El 5 noviembre de 1963 muere Luis Cernuda, poeta y crítico español de la Generación del 27, que vivió y murió exiliado, condición que plasmó en su obra. Cubaliteraria comparte hoy tres de sus poemas.
Nacido en Sevilla en septiembre de 1902, comenzó a escribir alentado por un profesor, quien a su vez le brindaba conocimientos técnicos. En su juventud, realizó sus primeras publicaciones en Revista de Occidente. Estuvo siempre muy influenciado por la literatura francesa, e incluso tradujo parte de la obra del surrealista Paul Éluard.
Durante la Guerra Civil, comenzó su exilio en Estados Unidos, donde trabajó como docente. Más tarde, se trasladó a México, donde falleció en noviembre de 1963.

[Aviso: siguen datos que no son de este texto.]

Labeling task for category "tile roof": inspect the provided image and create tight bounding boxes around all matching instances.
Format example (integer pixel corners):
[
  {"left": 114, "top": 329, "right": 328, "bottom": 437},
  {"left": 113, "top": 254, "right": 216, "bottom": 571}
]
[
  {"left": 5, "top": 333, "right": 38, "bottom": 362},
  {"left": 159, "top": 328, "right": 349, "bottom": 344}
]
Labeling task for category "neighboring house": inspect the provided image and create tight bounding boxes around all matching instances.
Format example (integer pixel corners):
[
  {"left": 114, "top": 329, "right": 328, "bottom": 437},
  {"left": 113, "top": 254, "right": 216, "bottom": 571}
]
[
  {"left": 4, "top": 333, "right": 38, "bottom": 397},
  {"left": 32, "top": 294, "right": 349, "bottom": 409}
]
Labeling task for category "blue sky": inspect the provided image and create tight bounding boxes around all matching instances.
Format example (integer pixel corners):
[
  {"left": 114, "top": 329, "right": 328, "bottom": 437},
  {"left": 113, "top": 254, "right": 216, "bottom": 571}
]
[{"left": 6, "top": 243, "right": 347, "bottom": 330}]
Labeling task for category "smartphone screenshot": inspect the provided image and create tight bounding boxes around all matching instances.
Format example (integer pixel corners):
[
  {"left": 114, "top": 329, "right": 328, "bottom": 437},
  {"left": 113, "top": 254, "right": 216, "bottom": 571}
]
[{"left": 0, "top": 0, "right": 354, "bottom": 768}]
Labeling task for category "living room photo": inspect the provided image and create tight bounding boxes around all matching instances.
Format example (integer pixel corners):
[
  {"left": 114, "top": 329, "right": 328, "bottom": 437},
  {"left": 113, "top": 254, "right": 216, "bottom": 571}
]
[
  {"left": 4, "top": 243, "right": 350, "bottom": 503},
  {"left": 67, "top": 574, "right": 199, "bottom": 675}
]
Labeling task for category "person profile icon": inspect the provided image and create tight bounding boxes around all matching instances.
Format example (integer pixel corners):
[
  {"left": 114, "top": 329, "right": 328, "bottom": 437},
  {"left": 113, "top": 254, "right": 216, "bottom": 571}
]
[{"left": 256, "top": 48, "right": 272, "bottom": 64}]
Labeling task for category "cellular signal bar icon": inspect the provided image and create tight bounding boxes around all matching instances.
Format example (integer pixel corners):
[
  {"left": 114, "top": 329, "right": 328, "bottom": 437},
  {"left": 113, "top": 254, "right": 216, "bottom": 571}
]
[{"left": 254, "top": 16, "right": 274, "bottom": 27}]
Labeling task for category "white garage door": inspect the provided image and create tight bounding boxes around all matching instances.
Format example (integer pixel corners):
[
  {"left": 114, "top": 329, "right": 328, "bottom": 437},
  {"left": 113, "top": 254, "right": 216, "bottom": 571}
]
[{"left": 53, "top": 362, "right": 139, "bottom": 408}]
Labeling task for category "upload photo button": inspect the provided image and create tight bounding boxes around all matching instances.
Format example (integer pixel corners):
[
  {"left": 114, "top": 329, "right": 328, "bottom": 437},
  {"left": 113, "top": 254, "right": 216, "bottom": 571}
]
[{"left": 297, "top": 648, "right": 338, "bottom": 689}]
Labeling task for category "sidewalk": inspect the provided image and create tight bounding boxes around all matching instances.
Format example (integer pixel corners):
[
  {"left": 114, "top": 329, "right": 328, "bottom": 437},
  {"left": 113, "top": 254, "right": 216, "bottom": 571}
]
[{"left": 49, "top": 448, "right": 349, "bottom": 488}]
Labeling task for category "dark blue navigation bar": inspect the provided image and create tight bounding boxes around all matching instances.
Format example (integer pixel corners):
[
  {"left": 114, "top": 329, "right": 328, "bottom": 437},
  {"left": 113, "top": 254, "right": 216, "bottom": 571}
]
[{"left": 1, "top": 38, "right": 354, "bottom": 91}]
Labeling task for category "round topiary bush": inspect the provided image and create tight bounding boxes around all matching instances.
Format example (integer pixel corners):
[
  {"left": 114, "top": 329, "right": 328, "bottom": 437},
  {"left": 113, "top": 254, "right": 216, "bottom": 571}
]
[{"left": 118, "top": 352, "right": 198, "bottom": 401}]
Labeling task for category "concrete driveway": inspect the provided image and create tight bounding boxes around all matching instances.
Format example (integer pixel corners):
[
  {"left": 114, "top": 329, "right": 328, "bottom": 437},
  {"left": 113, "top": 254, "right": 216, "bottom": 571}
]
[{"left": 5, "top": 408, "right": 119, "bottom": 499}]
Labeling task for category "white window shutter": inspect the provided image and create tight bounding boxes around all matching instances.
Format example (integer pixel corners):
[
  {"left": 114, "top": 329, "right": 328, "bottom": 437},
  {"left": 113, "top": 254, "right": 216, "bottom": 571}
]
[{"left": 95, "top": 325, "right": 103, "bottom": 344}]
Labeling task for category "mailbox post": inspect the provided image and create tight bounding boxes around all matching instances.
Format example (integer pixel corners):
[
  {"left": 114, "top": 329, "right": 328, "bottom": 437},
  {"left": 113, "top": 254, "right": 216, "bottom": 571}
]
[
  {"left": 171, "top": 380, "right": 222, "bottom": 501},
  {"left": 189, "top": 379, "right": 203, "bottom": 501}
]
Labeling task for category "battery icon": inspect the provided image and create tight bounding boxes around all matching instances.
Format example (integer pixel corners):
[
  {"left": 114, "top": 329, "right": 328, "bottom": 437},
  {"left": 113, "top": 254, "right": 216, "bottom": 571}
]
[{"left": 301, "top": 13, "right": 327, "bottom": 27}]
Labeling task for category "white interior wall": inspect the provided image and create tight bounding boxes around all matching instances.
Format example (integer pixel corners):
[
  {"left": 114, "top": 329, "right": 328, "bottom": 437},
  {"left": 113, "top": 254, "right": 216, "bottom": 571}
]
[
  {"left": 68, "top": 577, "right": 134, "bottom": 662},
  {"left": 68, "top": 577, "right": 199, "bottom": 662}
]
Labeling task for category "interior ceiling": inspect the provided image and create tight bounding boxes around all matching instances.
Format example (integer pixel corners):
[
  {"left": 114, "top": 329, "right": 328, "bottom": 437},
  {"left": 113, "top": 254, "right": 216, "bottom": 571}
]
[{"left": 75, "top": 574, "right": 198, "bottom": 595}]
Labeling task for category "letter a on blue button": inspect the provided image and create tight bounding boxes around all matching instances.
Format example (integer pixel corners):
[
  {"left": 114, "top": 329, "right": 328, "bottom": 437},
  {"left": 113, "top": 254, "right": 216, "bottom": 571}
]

A lo largo de su vida, reflejó en sus poemas un espíritu que comenzó esperanzado, que exaltaba la belleza y la ornamentaba, pero que progresivamente se fue endureciendo y se volvió más práctico y conceptual. Algunos de sus títulos son: Perfil del aire, Los placeres prohibidos, Las nubes, Vivir sin estar viviendo y Desolación de la quimera. Tras el asesinato de Lorca, le dedicó la elegía «A un poeta muerto (F. G. L.)».
Contigo
¿Mi tierra? Mi tierra eres tú. ¿Mi gente? Mi gente eres tú. El destierro y la muerte para mi están adonde no estés tú. ¿Y mi vida? Dime, mi vida, ¿qué es, si no eres tú?
El viento y el alma
Con tal vehemencia el viento viene del mar, que sus sones elementales contagian el silencio de la noche. Solo en tu cama le escuchas insistente en los cristales tocar, llorando y llamando como perdido sin nadie. Mas no es él quien en desvelo te tiene, sino otra fuerza de que tu cuerpo es hoy cárcel, fue viento libre, y recuerda.
He venido para ver
He venido para ver semblantes Amables como viejas escobas, He venido para ver las sombras Que desde lejos me sonríen. He venido para ver los muros En el suelo o en pie indistintamente, He venido para ver las cosas, Las cosas soñolientas por aquí. He venido para ver los mares Dormidos en cestillo italiano, He venido para ver las puertas, El trabajo, los tejados, las virtudes De color amarillo ya caduco. He venido para ver la muerte Y su graciosa red de cazar mariposas, He venido para esperarte Con los brazos un tanto en el aire, He venido no sé por qué; Un día abrí los ojos: he venido. Por ello quiero saludar sin insistencia A tantas cosas más que amables: Los amigos de color celeste, Los días de color variable, La libertad del color de mis ojos; Los niñitos de seda tan clara, Los entierros aburridos como piedras, La seguridad, ese insecto Que anida en los volantes de la luz. Adiós, dulces amantes invisibles, Siento no haber dormido en vuestros brazos. Vine por esos besos solamente; Guardad los labios por si vuelvo.